Login    FOLLOW US ON follow on Facebook follow on Twitter follow on Pinterest follow on Tumblr follow on Google Plus

The Roman saline


During the reign of Ancus Marcius part of the salary of the soldiers was given in salt from which the term wages derives.
Plinius the Old man was asserting that it is not possible to conceive a life civilised without the production and the use of the salt, in fact the salt necessity developed from the Neolithic with spreading of the agriculture. The permanent populations who were living on the vegetable fruits were needing salt because their diet was poor, but more important they had necessity of being able to keep a long time the perishable foods as the meat and the fish: the salting was the technique that the coastal populations of the Mediterranean Sea adopted.
In pre-protohistoric age limited quantities of salt were produced making boiling the seawater to obtaining the salts crystals, but quite soon it was arrived to a more intensive production with the great saltworks to solar evaporation.
In X century B. C. the Veientii had the control of the Campus Salinarum sited along the coast at the right of the mouth of the Tiber; the great wealth that was arriving from the commerce of the salt was one of the motives of the wars between Veientii and Romans who already in VII century B. C. conquered the site.

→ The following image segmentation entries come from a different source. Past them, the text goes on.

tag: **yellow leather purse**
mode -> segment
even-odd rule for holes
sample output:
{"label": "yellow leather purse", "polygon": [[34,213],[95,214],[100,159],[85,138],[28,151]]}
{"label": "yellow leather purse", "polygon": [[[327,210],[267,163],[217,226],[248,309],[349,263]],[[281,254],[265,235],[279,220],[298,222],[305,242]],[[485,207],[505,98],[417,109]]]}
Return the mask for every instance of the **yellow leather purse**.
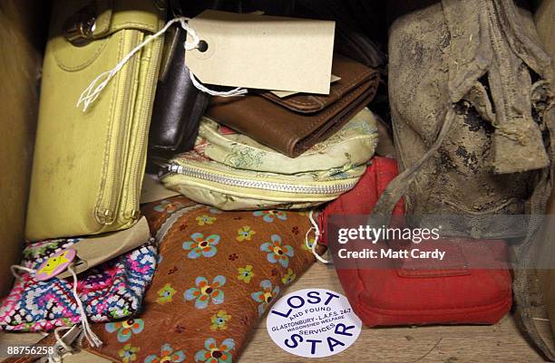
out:
{"label": "yellow leather purse", "polygon": [[95,234],[138,220],[161,37],[131,57],[85,111],[76,103],[92,80],[161,28],[163,13],[152,0],[54,1],[27,239]]}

The salt was reaching Rome long the river but also with the Campania road – that derived his name from Campus Salinarum - carried on charriot that were arriving directly to the Foro. The saltworks were factories very similar to the modern saltworks, where slaves and freedmen were working – their graves have been discovered in 2008 in the Malnome necropolis – under the control of the conductores (a kind of guardin).
In the area of the airport of Fiumicino archaeological excavations are bringing back to the light the canalisations, the basins of evaporation and the productive infrastructures that were the heart of the campus salinarum Romanorum; in the excavations an epigraph has been also found again an epigraph of two cconductores of the campus salinarum of Ancient Ostia with a dedication to Neptune.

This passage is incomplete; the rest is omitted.